И он стал учить её разным наукам. В первый урок она училась стоять и ходить на задних лапах, что ей ужасно нравилось. Во второй урок она должна была прыгать на задних лапах и хватать сахар, который высоко над её головой держал учитель. Затем в следующие уроки она плясала, бегала на корде, выла под музыку, звонила и стреляла, а через месяц уже могла с успехом заменять Фёдора Тимофеича в «египетской пирамиде». Училась она очень охотно и была довольна своими успехами; беганье с высунутым языком на корде, прыганье в обруч и езда верхом на старом Фёдоре Тимофеиче доставляли ей величайшее наслаждение. Всякий удавшийся фокус она сопровождала звонким, восторженным лаем, а учитель удивлялся, приходил тоже в восторг и потирал руки.

— Талант! Талант! — говорил он. — Несомненный талант! Ты положительно будешь иметь успех!

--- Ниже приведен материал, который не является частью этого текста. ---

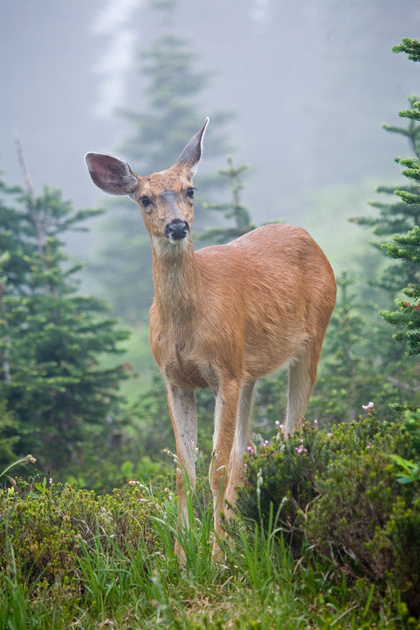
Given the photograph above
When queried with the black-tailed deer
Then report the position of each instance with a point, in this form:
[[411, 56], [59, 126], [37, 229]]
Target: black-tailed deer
[[224, 315]]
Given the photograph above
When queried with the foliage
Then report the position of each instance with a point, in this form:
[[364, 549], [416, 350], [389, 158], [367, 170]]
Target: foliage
[[340, 493], [57, 399], [171, 86], [233, 210], [71, 559], [407, 249]]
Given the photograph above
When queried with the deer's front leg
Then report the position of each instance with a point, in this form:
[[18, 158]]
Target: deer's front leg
[[226, 412], [184, 421]]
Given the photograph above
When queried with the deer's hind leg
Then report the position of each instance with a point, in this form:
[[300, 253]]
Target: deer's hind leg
[[302, 376]]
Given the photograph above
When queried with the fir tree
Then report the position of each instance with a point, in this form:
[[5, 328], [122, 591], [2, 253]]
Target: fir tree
[[231, 210], [405, 247], [59, 402], [171, 86]]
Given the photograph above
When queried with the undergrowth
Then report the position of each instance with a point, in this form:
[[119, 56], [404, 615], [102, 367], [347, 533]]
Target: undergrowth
[[72, 559]]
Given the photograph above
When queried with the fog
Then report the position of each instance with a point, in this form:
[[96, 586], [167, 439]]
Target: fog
[[310, 83]]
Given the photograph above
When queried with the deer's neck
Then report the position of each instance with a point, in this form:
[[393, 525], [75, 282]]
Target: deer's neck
[[176, 282]]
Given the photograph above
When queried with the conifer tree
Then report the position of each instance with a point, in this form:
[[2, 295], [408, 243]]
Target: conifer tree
[[404, 217], [59, 403], [231, 210], [171, 85], [406, 248]]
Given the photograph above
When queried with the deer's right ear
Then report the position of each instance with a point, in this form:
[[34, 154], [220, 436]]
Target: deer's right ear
[[111, 174]]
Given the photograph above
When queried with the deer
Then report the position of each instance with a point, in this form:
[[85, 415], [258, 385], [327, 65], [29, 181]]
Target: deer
[[222, 317]]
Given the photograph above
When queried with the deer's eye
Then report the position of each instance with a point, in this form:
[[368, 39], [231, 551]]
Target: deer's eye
[[145, 201]]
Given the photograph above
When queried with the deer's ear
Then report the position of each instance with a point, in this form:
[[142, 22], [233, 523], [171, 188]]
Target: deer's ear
[[111, 174], [191, 154]]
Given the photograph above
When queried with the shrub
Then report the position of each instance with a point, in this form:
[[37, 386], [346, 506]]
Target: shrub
[[338, 492], [44, 530]]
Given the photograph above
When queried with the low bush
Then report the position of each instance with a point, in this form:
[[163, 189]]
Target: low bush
[[44, 529], [339, 493]]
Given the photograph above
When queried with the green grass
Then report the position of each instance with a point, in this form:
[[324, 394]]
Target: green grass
[[70, 559]]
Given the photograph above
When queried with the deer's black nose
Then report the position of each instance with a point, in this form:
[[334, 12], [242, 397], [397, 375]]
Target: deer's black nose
[[177, 230]]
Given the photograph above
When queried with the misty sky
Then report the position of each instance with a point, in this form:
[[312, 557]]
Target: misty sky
[[311, 82]]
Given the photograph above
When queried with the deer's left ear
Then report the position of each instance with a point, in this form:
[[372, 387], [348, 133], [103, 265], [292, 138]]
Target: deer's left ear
[[191, 154], [111, 174]]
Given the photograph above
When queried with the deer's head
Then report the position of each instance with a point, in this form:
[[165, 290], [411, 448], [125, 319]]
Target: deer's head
[[166, 198]]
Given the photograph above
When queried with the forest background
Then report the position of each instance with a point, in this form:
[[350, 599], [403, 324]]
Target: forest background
[[302, 92]]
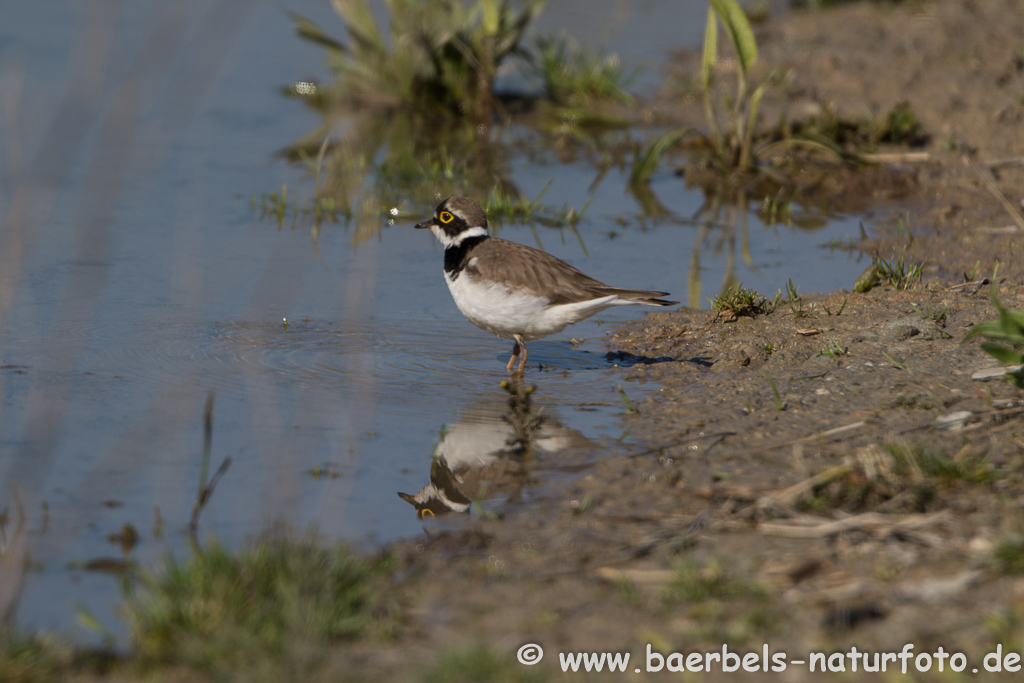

И Тётка так привыкла к слову «талант», что всякий раз, когда хозяин произносил его, вскакивала и оглядывалась, как будто оно было её кличкой.

Глава шестая Беспокойная ночь

Тётке приснился собачий сон, будто за ней гонится дворник с метлой, и она проснулась от страха.

В комнате было тихо, темно и очень душно. Кусались блохи. Тётка раньше никогда не боялась потёмок, но теперь почему-то ей стало жутко и захотелось лаять. В соседней комнате громко вздохнул хозяин, потом немного погодя в своём сарайчике хрюкнула свинья, и опять всё смолкло. Когда думаешь об еде, то на душе становится легче, и Тётка стала думать о том, как она сегодня украла у Фёдора Тимофеича куриную лапку и спрятала её в гостиной между шкафом и стеной, где очень много паутины и пыли. Не мешало бы теперь пойти и посмотреть: цела эта лапка или нет? Очень может быть, что хозяин нашёл её и скушал. Но раньше утра нельзя выходить из комнатки — такое правило. Тётка закрыла глаза, чтобы поскорее уснуть, так как она знала по опыту, что чем скорее уснёшь, тем скорее наступит утро. Но вдруг недалеко от неё раздался странный крик, который заставил её вздрогнуть и вскочить на все четыре лапы. Это крикнул Иван Иваныч, и крик его был не болтливый и убедительный, как обыкновенно, а какой-то дикий, пронзительный и неестественный, похожий на скрип отворяемых ворот. Ничего не разглядев в потёмках и не поняв, Тётка почувствовала ещё больший страх и проворчала:

— Ррррр…

Прошло немного времени, сколько его требуется на то, чтобы обглодать хорошую кость; крик не повторялся. Тётка мало-помалу успокоилась и задремала. Ей приснились две большие чёрные собаки с клочьями прошлогодней шерсти на бёдрах и на боках; они из большой лохани с жадностью ели помои, от которых шёл белый пар и очень вкусный запах; изредка они оглядывались на Тётку, скалили зубы и ворчали: «А тебе мы не дадим!» Но из дому выбежал мужик в шубе и прогнал их кнутом; тогда Тётка подошла к лохани и стала кушать, но как только мужик ушёл за ворота, обе чёрные собаки с рёвом бросились на неё, и вдруг опять раздался пронзительный крик.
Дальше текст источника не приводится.